In section 132(2A) dealing with the power of a company to indemnify members of the board, the statute affirms that the power arises so long as the director has acted in the best interests of the company or “a shareholder or shareholders of the company”.

Further, in relation to the power to make administration orders under Part II of the Insolvency Act 2003, the power of the court to make an order depends upon the directors or other applicants being able to demonstrate various grounds, including the “rehabilitation of the company or of one or more companies in a group of companies of which the company is a member” (Insolvency Act 2003, section 76(1)(a)).

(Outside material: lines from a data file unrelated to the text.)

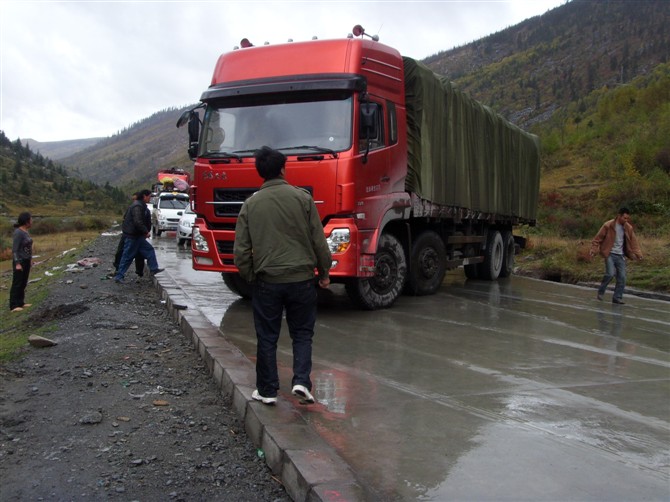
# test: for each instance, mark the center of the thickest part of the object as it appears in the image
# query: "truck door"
(374, 171)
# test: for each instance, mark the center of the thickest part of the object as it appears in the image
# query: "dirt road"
(121, 408)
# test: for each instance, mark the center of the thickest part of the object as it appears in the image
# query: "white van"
(168, 208)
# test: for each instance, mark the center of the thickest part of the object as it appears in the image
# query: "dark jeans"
(139, 261)
(269, 302)
(132, 247)
(17, 293)
(615, 266)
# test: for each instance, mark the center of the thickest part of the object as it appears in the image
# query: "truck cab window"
(295, 124)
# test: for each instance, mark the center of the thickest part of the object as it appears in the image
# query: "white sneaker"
(265, 400)
(305, 396)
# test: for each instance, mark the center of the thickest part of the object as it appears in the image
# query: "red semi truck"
(411, 177)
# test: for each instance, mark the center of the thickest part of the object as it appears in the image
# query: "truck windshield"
(296, 124)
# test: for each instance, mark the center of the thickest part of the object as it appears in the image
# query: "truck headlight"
(338, 240)
(199, 242)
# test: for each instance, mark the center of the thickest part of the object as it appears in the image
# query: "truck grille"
(228, 202)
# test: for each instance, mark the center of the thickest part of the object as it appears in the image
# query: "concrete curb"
(309, 468)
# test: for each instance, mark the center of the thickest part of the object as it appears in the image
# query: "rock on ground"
(121, 408)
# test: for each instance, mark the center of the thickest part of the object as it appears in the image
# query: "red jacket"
(604, 241)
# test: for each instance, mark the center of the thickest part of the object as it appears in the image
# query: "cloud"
(72, 70)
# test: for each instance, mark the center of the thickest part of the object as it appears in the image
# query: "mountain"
(132, 157)
(57, 150)
(529, 71)
(533, 73)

Similarly, the BVI Commercial Court has taken what might be seen as a more commercially realistic approach to directors’ duties. In Ciban Management Corporation v Citco (BVIHCV 2007/0301), Bannister J indicated that the court would take a more pragmatic approach when assessing the conduct of a nominee director. That case did not involve a joint venture, so the word ‘nominee’ is used in a different sense from the way Lord Denning used it in Boulting. However, the court affirmed that where the beneficial owner of a company was party to an arrangement where the nominee director was expected to act upon the recommendations of a third party, that same beneficial owner could not subsequently complain about the director doing so. That intuitively feels correct. Further, it is respectfully suggested that the decision can probably be extrapolated: if two parties agree (for example in a shareholders’ agreement) that one or more directors are expected to discharge their roles with reference to a particular person, they should not subsequently be able to argue that this is inappropriate. Furthermore, if the company is a party to that arrangement, either by express agreement or by acquiescence, it should similarly not be entitled to complain.

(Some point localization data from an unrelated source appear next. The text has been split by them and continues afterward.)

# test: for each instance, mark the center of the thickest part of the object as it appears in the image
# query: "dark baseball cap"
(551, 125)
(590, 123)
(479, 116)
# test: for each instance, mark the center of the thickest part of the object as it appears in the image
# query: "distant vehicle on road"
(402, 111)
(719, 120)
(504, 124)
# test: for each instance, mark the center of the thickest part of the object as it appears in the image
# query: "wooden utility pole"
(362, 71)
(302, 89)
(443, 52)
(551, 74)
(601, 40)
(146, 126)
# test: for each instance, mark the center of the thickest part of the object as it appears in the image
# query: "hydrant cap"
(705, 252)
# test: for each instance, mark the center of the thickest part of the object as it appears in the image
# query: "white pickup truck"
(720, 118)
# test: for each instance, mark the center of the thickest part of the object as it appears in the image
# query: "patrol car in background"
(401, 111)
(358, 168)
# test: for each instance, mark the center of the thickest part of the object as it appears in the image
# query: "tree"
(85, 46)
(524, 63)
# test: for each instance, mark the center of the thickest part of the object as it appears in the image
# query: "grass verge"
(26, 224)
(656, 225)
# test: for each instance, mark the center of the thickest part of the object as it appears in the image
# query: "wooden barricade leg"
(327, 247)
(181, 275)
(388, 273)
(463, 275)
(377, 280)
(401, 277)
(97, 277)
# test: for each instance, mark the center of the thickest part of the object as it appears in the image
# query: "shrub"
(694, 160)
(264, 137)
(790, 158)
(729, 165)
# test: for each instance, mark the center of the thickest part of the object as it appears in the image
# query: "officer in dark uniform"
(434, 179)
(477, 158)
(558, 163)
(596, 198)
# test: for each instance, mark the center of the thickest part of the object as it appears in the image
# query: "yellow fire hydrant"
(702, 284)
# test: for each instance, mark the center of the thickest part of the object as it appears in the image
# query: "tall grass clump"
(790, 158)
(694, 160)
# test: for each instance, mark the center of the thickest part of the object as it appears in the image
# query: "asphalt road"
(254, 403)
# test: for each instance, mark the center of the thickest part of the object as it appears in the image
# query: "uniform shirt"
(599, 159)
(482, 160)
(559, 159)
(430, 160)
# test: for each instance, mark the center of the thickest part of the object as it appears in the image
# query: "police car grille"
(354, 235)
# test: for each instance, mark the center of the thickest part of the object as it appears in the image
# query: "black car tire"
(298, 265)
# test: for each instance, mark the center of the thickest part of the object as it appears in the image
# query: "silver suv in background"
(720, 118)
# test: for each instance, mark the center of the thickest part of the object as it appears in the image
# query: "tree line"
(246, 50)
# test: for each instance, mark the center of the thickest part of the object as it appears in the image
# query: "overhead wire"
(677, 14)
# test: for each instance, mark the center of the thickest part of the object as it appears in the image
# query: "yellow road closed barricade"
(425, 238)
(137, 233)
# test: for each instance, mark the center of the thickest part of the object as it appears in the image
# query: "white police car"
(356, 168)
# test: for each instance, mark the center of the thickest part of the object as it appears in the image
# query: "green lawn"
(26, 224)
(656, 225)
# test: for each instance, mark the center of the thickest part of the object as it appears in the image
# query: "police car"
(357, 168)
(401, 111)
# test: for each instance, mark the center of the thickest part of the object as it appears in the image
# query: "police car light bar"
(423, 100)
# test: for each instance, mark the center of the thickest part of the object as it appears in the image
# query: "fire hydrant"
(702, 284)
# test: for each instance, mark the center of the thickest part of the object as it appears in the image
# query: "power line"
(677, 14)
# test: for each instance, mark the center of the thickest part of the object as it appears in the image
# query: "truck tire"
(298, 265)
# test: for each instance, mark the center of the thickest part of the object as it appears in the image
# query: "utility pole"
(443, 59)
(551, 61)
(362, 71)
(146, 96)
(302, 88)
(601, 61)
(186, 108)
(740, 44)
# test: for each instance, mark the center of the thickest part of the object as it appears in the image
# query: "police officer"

The role of a director is hemmed in by statutory and fiduciary duties, and people filling that role need to be mindful of a large number of responsibilities when exercising their powers. In relation to joint ventures, it is respectfully suggested that the more flexible and realistic approach to discharging those duties under commercially agreed arrangements is to be preferred over the “forced altruism” of older English common law rules.